Soupy Sales signs his book at the Friars Club in 2001. Photo by Tim Boxer

Soupy Sales, who died on Oct. 22 at age 83, was born Milton Supman in Franklinton, N.C., where his father Irving was in the dry goods business.

"The local Ku Klux Klan," Soupy told me, "had to come to this Jew to buy sheets."

He gave credit to everyone and the KKK loved him for that. They even asked him to join them.

After Soupy's father died, his mother Sadie worked 12 hours a day in another southern shtetl, Huntington, W.Va., to put her three sons through school. One became a doctor, the other a lawyer, and Soupy the class terror?
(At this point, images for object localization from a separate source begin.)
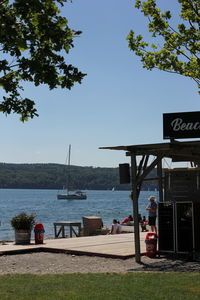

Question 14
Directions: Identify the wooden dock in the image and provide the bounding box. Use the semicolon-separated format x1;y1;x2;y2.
0;232;148;259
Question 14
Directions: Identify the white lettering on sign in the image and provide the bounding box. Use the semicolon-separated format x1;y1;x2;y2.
171;118;200;131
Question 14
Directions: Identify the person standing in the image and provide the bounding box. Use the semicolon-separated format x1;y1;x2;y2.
146;196;157;234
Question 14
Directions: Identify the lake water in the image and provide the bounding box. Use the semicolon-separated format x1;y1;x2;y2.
0;189;159;241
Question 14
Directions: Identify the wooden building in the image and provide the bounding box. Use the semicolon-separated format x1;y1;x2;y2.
100;140;200;262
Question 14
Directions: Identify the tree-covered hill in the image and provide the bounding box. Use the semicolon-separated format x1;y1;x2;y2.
0;163;158;190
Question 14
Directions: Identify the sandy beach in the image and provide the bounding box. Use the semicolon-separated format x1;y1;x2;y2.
0;252;199;274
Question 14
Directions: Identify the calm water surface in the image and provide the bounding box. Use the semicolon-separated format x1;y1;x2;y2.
0;189;158;240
After graduation from Marshall College in Huntington he went on years later to become the rising star of a 1960s television show where he made a career of throwing some 19,000 custard pies in the kisser of such victims as Frank Sinatra, Tony Curtis, Burt Lancaster, Jerry Lewis and many others who pleaded to be a target on the highly rated nonsensical children's show.

Soup, who saw himself as a straight man in a world full of kooks, told his life story - better than any obit writer could - in his book, "Soupy Sez: My Life and Zany Times." Nipsey Russell, Kenny Kramer, Larry Storch and Vincent Pastore (Pussy of "The Sopranos") came to Soupy's book party at the Friars Club in 2001 where, instead of a pie in the eye, they hurled zany jokes in his direction.
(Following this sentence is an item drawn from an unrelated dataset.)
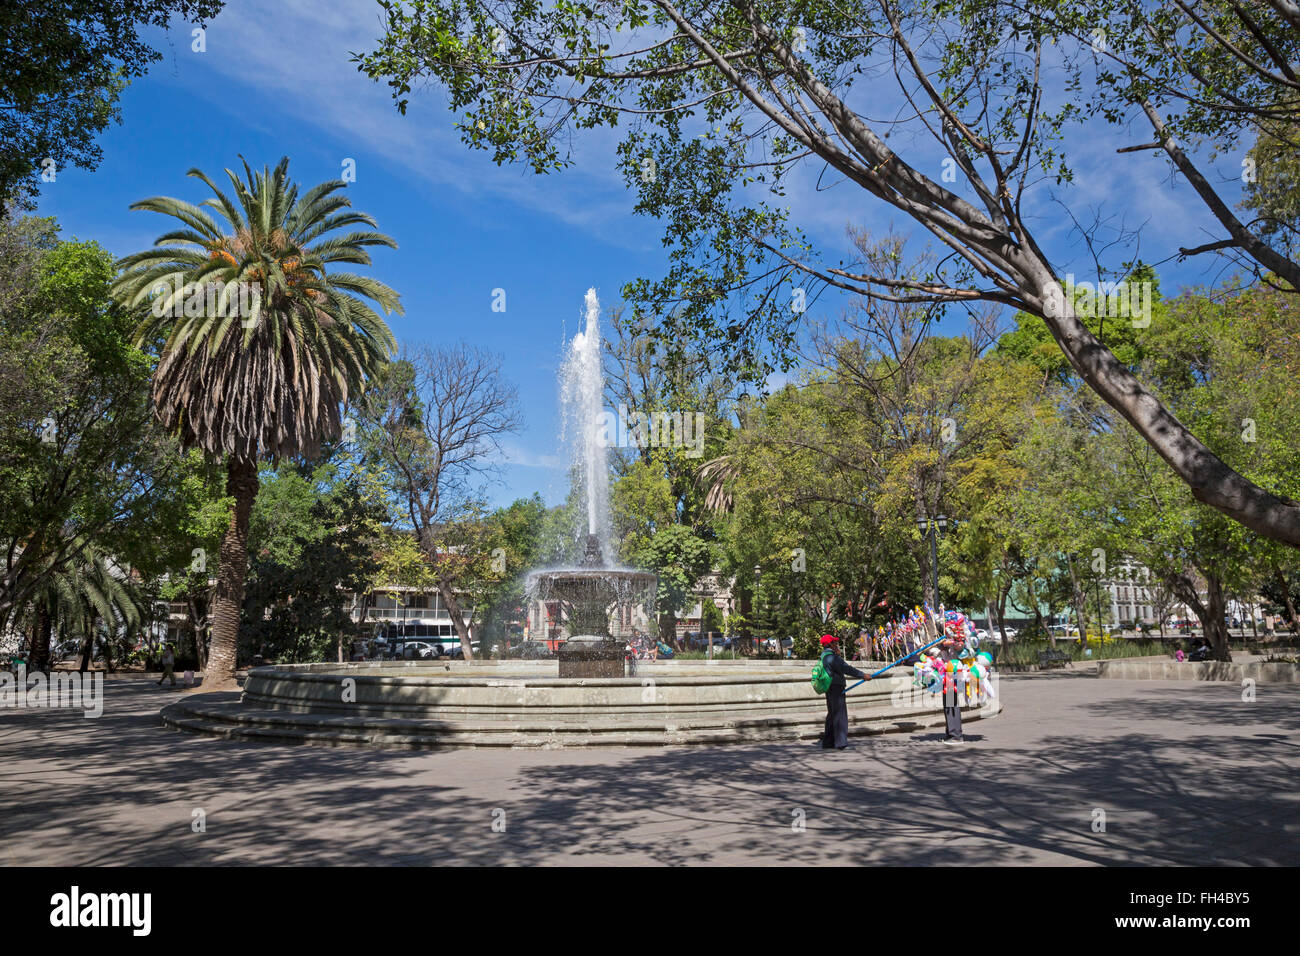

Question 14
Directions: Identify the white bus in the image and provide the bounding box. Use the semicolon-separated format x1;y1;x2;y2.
373;621;470;658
Appearing on the Ed Sullivan Show, Soupy asked the host, "Mind if I throw you a pie?" Sure, Sullivan said, then hesitantly asked, "What's in it?"

He needn't worry. The pie was topped, as always, with shaving cream.

Mickey Freeman, who played Private Zimmerman on "The Phil Silvers Show" in the late '50s, reported at the Friars that Soupy's book was already in its third printing. "The first two were blurred."

Mickey was on a roll, so he continued: "Soupy, your book saved my house. I had a card table with one short leg."

Bernie Ilson, Soupy's publicist for 10 years from 1965, told me his client was the easiest to work with. "What you saw on the show was the same in real life," Ilson said. "Always on."

Soupy was hard working, getting up at 5 a.m. every weekday to prepare for a show that went live at 10 a.m.

"It was a one-man operation," Ilson said. "He wrote, planned and performed all by himself.  It wasn't just for children - adults loved the slapstick humor."

Soupy once told a story about a beer commercial he did. He had 30 seconds to open a bottle of beer before the shoot, but there was no bottle opener. In a panic he called out if anybody had one. A sophisticated gentleman walked up, put his wooden leg on the table and opened the beer bottle with an opener attached to his leg.